Si nos ponemos a analizar, hay personas que le colocan una cucharada sopera de azúcar a cada mate que toman o tres cucharadas soperas en las infusiones del desayuno y la merienda, más las gaseosas con azúcar, más los jugos con azúcar, más las golosinas, eso genera una sobreexposición al azúcar que al igual que todas las grasas hay que reducir la cantidad. 
Otro punto sería no excederse con las carnes rojas. Se habla mucho de la dieta mediterránea y de los efectos proyectores sobre un montón de enfermedades, como las enfermedades cardiovaculares, diabetes y cáncer. Los europeos tienen un bajo consumo de carne roja, la consumen entre una a dos veces por semana y en porciones moderadas y el resto de los días van rotando con los distintos tipos de carnes y otros productos que tienen un efecto beneficioso, como las carnes de pescados que tienen mucho Omega 3 y 9 que son claves en el efecto preventivo, protector de muchas enfermedades, entre ellas el cáncer. Para nosotros aquí en el Norte es complicado comer pescado, pero hay que tratar por lo menos de incorporarlo una vez a la semana. 
Otro factor clave es el método de cocción.
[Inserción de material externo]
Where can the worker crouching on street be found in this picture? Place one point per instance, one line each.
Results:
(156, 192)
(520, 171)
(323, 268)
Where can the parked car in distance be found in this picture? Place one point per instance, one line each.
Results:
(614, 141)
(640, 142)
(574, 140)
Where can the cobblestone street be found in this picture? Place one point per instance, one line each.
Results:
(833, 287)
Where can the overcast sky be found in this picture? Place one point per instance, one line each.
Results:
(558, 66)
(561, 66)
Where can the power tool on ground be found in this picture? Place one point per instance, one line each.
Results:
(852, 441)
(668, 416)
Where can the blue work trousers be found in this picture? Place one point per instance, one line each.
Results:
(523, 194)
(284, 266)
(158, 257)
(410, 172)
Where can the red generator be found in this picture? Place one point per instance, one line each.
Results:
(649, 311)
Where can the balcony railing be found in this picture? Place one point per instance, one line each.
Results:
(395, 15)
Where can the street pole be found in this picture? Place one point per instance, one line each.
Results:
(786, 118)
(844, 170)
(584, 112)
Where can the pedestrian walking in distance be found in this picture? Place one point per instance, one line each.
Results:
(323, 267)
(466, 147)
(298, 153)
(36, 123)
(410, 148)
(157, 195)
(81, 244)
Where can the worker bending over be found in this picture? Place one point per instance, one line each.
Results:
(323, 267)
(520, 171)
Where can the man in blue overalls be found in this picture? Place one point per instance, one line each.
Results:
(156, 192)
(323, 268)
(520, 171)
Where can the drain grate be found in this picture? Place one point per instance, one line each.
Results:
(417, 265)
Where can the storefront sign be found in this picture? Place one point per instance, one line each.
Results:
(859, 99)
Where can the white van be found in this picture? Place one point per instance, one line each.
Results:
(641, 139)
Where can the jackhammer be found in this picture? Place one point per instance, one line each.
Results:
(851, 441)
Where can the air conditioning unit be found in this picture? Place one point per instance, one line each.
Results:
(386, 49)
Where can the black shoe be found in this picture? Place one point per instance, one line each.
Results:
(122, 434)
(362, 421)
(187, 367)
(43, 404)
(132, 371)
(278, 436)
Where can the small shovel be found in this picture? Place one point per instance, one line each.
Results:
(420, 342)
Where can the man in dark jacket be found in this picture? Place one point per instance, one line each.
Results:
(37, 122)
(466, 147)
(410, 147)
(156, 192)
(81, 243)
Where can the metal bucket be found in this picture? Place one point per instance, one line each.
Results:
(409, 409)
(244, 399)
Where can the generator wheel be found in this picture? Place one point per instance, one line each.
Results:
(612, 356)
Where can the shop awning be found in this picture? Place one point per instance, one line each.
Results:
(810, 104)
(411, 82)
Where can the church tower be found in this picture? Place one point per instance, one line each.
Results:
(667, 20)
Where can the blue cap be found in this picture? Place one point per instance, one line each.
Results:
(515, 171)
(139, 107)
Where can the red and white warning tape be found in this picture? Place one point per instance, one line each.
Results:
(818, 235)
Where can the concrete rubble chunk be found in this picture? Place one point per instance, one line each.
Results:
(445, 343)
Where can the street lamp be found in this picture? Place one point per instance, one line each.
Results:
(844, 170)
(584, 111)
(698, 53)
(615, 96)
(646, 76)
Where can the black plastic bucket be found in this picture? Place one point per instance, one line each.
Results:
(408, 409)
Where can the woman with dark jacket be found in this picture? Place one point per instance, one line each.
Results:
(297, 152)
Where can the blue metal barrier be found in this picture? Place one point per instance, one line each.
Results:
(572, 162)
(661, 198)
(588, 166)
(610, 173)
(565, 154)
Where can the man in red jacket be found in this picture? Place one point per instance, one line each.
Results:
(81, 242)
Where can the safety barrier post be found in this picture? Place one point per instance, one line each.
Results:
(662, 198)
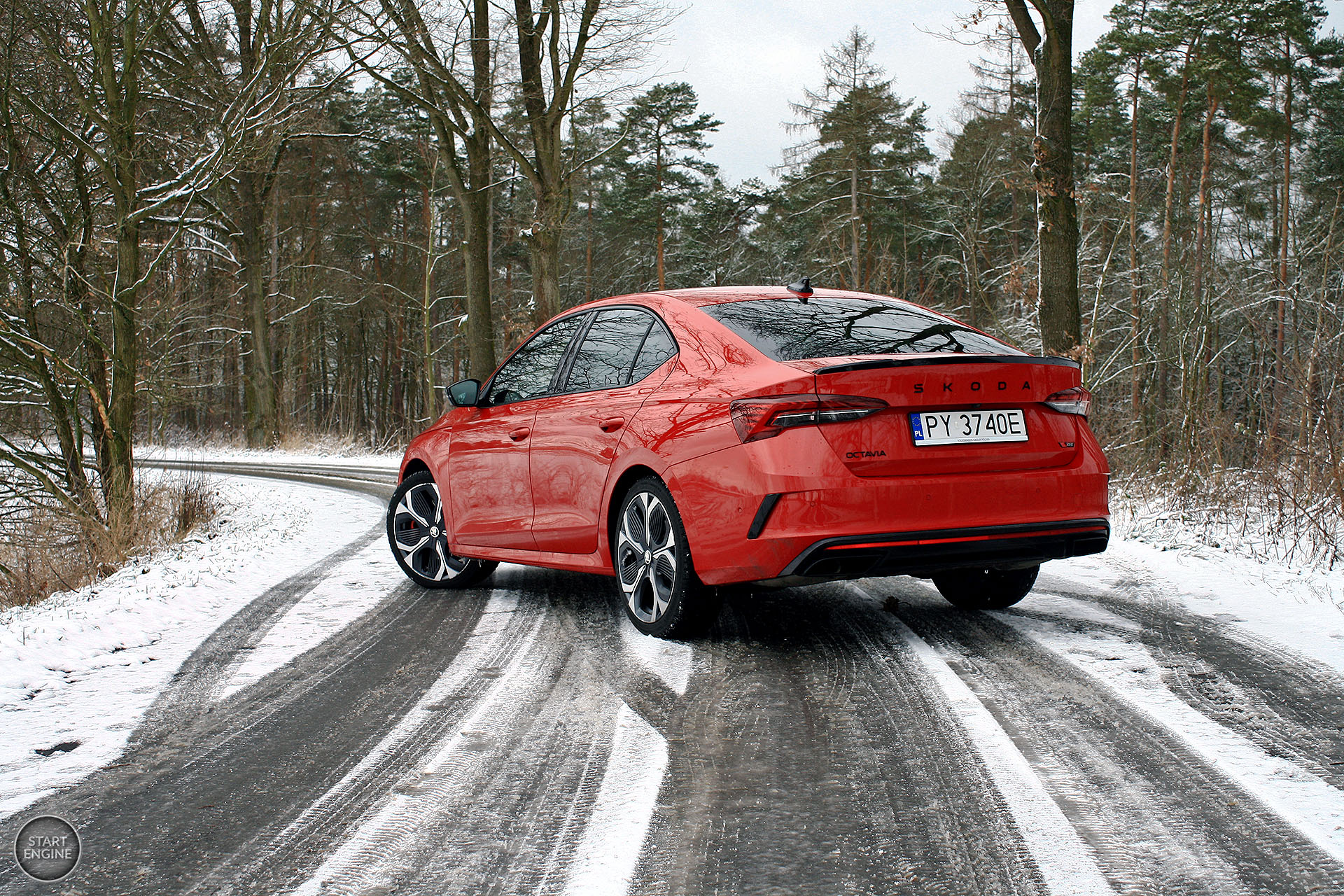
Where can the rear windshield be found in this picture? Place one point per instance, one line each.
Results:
(787, 330)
Por ejemplo, el asado hecho con leña tiene un efecto protector; en cambio, el asado todo hecho a carbón, el carbón desprende todo un tipo de sustancias que son cancerígenas que se pega a la costra tostada de la carne. Mucho más sano es hacer los asaditos a leña.
También otro factor es el alcohol que según la Asociacion Americana de Oncología, el alcohol eleva el riesgo de cáncer bucal, de laringe, de esófago, de mama, de colon y de hígado. Es necesario moderar las medidas. Las bebidas con alcohol están indicadas en una dieta normal pero no hay que excederse. Es aconsejable una copa de vino diaria para las mujeres y dos para los hombres. Por arriba de esa cifra, el alcohol ya no cumple que su efecto protector, sino todo lo contrario.
Otro tema son las famosas frutas y verduras con las que yo siempre insisto. Después las vamos a conocer una por una para saber qué tiene cada una y qué efecto protector nos va a brindar. Las frutas y verduras tienen muchísimas sustancias, compuestos, con distintos efectos protectores para distintos órganos y que reducen altamente el riesgo de padecer cáncer. 
Un estudio de la Universidad Nacional de Córdoba determinó que el consumo diario de peras, durante la estación de peras, reduce el riesgo de cáncer de colon, por ejemplo. No hace falta ni siquiera comerla todo el año, solo en tiempo de la estación… Cada color que tiene una fruta o verdura tiene un efecto protector a la salud. 
Por último tenemos las fibras, los lácteos y los suplementos vitamínicos. Las fibras que están en todas las frutas y verduras, que están en los cereales integrales, en las legumbres, lentejas, garbanzos, y que son alimentos muy olvidados dentro de la dieta de los catamarqueños y que tienen un efecto muy protector a nivel de cáncer de mama y de colon, específicamente. 
Con respecto a los lácteos hay una discusión actualmente. Los de la medicina naturista dicen que son cancerígenos; mientras que las sociedades científicas dicen que no. Pero los nutrientes que tienen, como el calcio y la vitamina D, son efectivos en el tratamiento del cáncer colon- rectal. 
Por último, no es necesario indicar suplementos vitamínicos sino una dieta balanceada. Los suplementos vitamínicos tienen un efecto de riesgo. Hay que tomarlo en caso de dieta desequilibrada o por el ritmo de vida, pero no es una golosina ni para automedicarse. En algunos casos la sobredosis de algunas vitaminas puede ser un factor facilitador de algún tipo de cáncer.